A new Royal Navy Offshore Patrol Vessel has been named at a shipyard on the Clyde in Glasgow today.
The second of the Royal Navy’s new OPVs, HMS Medway is the tenth vessel to bear the name since the 1690s.
Lady Fallon broke a bottle of gin on the bow in honour of the Chatham dockyard, where the gin was distilled.
Defence Secretary Sir Michael Fallon said:
“This year we have already named our second aircraft carrier, two Type 26 frigates and the first in the Offshore Patrol Vessel class. It is a privilege to see yet another ship named for the growing Royal Navy. Named after Kent’s main river, my family has taken a particular interest in HMS Medway over the course of its construction and this is a proud day for all involved.

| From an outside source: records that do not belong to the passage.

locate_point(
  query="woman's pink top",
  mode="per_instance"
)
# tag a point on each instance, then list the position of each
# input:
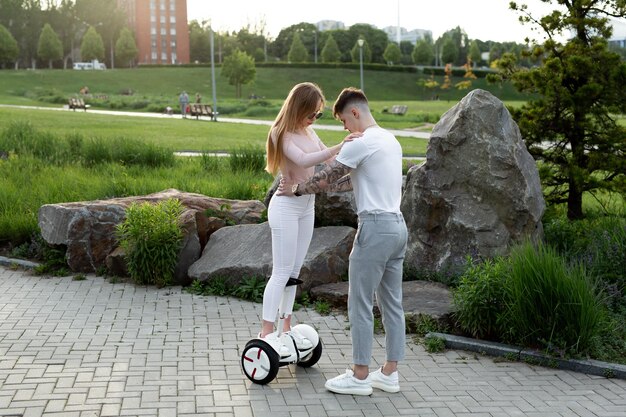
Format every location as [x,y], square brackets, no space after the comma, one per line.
[302,152]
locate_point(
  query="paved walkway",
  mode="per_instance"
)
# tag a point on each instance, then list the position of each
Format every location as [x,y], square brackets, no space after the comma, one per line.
[95,348]
[320,126]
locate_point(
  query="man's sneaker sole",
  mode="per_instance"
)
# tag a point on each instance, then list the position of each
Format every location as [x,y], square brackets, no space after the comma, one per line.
[387,388]
[366,390]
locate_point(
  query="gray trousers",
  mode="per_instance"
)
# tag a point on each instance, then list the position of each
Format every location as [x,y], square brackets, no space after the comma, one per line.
[376,270]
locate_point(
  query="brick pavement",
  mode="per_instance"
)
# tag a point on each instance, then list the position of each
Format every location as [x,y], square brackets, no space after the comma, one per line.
[94,348]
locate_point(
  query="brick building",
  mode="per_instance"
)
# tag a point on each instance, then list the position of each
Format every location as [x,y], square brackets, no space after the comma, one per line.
[160,28]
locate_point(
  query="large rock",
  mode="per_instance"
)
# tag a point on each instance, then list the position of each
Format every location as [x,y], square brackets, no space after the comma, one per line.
[478,191]
[87,228]
[237,252]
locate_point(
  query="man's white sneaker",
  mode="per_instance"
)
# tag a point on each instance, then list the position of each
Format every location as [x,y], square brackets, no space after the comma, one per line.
[348,384]
[283,351]
[386,383]
[302,343]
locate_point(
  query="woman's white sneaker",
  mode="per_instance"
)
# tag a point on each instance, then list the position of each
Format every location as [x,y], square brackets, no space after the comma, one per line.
[348,384]
[386,383]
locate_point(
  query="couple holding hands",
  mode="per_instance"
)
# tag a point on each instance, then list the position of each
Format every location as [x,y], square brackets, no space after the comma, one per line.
[368,161]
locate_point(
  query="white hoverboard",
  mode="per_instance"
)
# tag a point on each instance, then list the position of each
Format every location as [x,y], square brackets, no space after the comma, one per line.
[261,359]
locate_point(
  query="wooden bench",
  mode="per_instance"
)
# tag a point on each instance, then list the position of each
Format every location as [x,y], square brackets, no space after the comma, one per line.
[77,103]
[196,109]
[399,109]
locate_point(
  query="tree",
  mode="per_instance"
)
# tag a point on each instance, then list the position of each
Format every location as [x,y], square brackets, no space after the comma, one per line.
[331,52]
[392,53]
[571,128]
[49,47]
[423,53]
[474,53]
[239,68]
[449,51]
[126,48]
[8,46]
[92,47]
[355,52]
[297,52]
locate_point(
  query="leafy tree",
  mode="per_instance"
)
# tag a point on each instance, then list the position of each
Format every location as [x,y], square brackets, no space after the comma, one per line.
[239,68]
[474,52]
[355,52]
[297,52]
[92,47]
[571,128]
[392,53]
[331,52]
[49,47]
[8,46]
[126,48]
[449,51]
[199,45]
[423,53]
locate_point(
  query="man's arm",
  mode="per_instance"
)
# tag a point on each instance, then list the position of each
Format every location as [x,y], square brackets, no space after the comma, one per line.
[321,181]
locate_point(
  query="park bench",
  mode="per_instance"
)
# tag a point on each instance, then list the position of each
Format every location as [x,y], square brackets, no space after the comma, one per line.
[196,109]
[399,109]
[77,103]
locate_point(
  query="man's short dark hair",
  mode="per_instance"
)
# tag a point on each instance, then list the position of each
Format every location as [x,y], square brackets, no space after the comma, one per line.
[349,95]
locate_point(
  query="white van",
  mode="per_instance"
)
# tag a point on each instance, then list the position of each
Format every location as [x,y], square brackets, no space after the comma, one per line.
[93,65]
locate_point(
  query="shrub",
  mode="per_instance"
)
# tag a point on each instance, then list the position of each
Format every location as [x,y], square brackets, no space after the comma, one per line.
[247,158]
[480,298]
[151,237]
[551,304]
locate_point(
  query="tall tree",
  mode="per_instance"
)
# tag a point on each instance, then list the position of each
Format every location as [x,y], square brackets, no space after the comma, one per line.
[49,47]
[392,53]
[126,48]
[239,69]
[297,52]
[331,52]
[572,128]
[423,53]
[92,46]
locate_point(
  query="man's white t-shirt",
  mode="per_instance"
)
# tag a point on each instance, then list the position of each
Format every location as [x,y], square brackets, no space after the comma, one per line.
[376,162]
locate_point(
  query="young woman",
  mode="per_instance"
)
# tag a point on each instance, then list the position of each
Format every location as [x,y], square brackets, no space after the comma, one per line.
[293,149]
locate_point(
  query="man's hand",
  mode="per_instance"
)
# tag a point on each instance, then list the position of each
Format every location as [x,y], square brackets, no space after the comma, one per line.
[284,188]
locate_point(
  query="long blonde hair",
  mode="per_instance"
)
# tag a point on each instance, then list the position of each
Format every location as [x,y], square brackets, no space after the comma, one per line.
[302,101]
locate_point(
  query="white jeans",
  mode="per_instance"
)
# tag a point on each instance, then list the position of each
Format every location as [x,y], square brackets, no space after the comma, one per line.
[291,220]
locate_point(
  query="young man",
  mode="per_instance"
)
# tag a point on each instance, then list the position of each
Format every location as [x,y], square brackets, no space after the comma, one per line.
[374,163]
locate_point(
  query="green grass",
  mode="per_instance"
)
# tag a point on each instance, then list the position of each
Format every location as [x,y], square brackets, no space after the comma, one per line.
[175,133]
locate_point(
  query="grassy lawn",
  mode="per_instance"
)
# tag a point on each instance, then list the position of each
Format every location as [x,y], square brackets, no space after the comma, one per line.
[176,133]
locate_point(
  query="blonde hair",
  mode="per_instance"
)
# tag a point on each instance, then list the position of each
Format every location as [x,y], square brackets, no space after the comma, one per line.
[302,101]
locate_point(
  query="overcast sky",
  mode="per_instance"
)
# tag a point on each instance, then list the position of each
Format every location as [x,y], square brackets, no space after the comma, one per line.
[481,19]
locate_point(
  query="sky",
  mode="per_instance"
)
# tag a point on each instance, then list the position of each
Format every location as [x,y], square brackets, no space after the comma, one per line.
[481,19]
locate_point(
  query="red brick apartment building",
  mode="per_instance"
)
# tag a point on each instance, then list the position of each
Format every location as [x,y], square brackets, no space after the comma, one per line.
[160,29]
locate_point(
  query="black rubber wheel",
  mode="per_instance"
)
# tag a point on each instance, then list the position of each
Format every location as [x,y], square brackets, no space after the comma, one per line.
[312,358]
[259,362]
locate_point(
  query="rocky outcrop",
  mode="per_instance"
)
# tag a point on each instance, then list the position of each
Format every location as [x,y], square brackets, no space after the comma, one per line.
[478,191]
[237,252]
[87,229]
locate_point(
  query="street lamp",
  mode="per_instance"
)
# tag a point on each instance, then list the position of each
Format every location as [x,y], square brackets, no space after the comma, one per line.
[361,42]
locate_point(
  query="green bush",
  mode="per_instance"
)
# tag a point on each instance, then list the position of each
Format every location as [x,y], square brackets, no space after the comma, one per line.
[480,298]
[549,303]
[247,159]
[151,238]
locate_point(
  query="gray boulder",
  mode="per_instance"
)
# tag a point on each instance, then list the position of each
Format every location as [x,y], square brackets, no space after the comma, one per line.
[478,191]
[236,252]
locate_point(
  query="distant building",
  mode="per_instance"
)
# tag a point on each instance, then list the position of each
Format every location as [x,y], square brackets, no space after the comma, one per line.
[324,25]
[412,36]
[160,28]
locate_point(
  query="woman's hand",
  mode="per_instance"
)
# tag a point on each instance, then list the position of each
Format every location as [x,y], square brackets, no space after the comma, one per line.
[352,136]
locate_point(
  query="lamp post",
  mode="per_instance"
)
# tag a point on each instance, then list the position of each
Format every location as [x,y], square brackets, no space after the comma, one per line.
[361,42]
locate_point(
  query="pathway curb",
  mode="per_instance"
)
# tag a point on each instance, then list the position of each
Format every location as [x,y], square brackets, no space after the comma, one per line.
[591,367]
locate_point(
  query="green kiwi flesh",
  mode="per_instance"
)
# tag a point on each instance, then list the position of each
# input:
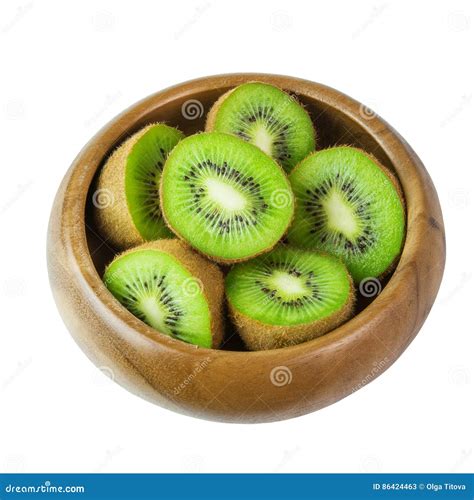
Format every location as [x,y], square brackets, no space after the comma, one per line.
[350,206]
[268,118]
[225,197]
[170,288]
[129,184]
[288,296]
[142,179]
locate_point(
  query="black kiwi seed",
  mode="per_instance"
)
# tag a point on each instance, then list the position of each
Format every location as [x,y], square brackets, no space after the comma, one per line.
[245,184]
[347,188]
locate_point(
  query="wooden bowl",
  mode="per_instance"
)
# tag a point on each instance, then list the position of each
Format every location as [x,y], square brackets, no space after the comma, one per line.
[232,385]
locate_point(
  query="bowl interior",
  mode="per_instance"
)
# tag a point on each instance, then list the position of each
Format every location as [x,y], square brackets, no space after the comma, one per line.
[334,127]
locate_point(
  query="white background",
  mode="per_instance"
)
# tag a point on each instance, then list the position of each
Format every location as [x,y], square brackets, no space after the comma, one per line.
[69,67]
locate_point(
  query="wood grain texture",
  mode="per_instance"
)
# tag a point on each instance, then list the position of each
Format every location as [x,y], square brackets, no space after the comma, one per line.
[235,386]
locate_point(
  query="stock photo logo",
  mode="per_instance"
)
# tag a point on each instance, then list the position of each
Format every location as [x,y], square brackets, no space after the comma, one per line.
[240,251]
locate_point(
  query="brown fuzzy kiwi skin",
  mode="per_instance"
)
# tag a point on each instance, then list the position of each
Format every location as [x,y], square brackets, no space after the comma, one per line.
[114,220]
[212,114]
[204,271]
[392,178]
[258,336]
[228,262]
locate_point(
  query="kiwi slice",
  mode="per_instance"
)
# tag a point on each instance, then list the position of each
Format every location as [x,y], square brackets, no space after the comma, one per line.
[288,296]
[129,183]
[225,197]
[350,206]
[172,289]
[267,117]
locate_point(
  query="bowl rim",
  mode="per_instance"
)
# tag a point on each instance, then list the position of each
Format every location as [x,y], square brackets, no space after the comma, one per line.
[84,168]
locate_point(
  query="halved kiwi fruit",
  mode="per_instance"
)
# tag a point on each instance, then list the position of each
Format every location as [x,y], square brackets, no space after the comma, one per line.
[267,117]
[129,186]
[288,296]
[172,289]
[350,206]
[225,197]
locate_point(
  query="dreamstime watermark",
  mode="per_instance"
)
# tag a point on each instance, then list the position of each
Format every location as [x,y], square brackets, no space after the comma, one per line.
[459,375]
[103,198]
[189,379]
[281,376]
[99,380]
[192,287]
[366,112]
[46,487]
[192,109]
[377,367]
[376,12]
[370,287]
[463,103]
[281,198]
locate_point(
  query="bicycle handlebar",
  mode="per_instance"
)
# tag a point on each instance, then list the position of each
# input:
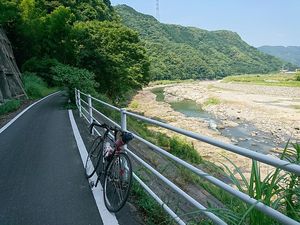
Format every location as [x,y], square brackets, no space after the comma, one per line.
[126,136]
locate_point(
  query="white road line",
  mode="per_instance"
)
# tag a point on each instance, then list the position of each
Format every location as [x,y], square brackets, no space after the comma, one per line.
[108,218]
[21,113]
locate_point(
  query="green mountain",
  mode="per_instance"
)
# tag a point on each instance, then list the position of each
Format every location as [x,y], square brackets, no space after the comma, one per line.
[178,52]
[290,54]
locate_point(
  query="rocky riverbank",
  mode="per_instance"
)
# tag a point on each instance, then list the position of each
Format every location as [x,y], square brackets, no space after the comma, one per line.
[272,110]
[145,102]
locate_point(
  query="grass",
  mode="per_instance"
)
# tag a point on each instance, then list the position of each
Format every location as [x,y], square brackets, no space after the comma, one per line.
[288,80]
[166,82]
[212,101]
[35,87]
[279,190]
[159,92]
[152,212]
[9,106]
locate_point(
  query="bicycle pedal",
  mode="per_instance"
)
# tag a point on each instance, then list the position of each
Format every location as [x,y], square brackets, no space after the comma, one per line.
[92,184]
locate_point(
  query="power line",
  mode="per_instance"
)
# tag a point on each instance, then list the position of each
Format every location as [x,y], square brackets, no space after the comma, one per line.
[157,10]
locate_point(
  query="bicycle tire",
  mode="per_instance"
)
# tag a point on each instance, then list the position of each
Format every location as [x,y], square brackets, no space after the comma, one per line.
[117,182]
[93,158]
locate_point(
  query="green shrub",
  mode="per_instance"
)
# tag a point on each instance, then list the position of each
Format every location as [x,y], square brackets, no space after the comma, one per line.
[279,189]
[298,77]
[9,106]
[41,66]
[153,213]
[72,77]
[184,150]
[212,101]
[35,87]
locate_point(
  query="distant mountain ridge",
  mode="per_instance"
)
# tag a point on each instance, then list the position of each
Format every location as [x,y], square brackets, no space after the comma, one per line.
[290,53]
[178,52]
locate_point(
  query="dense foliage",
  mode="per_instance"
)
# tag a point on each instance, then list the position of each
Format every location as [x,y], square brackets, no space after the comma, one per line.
[84,38]
[290,54]
[178,52]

From counter-terrorism and anti-smuggling to securing the UK’s borders, HMS Medway will help keep Britain safe.”
The Offshore Patrol Vessels were ordered to fill a gap in orders after the second carrier and before the Type 26 frigates begin construction. Critics, the UK Defence Journal included, have raised concerns that they’re severely overpriced and lack important features, such as a helicopter hangar that other, cheaper vessels of the same type have.
The vessels will be used by the Royal Navy to undertake various tasks including border protection roles, including anti-smuggling, anti-piracy, fisheries patrols, and immigration law enforcement.
The 90-metre ship is expected to enter service with the Royal Navy in 2019 and will go on to deploy across the globe on counter-terrorism and anti-smuggling operations.
All five of the new Batch 2 River class OPVs are expected to be in service before the end of 2020, with the first of class, HMS Forth, currently on sea trials.
The Government say that the OPV programme is sustaining around 800 jobs on the Clyde at BAE Systems and is maintaining the vital skills needed to build the Type 26s.
HMS Medway is officially affiliated with the Medway district through an association with Medway Council.
Leader of Medway Council, Councillor Allan Jarrett said:
“It is an honour that the vessel has been named after Medway, an area which has a rich naval heritage. Earlier this year we commemorated a significant event in naval history which took place 350 years ago on the River Medway. The Dutch Raid resulted in financial investment in the English naval fleet, leading to the Royal Navy becoming the most powerful in the world.
Today we celebrate a new vessel being added to the fleet to help protect UK waters and we would be pleased to invite HMS Medway to visit us on the River Medway soon.”
Sir Simon Bollom, Chief of Materiel (Ships) for Defence Equipment and Support, the Ministry of Defence (MOD) procurement organisation for the Ministry of Defence, said:
“The naming of HMS Medway is a proud moment for the Royal Navy, supported by DE&S, and our Industry partners and is a significant milestone in the delivery of this world-class fleet of five new warships.
I look forward not only to the deliveries of the final three OPVs, but continued good progress on the Type 26 programme which the OPV programme has enabled through the sustainment of jobs and skills.”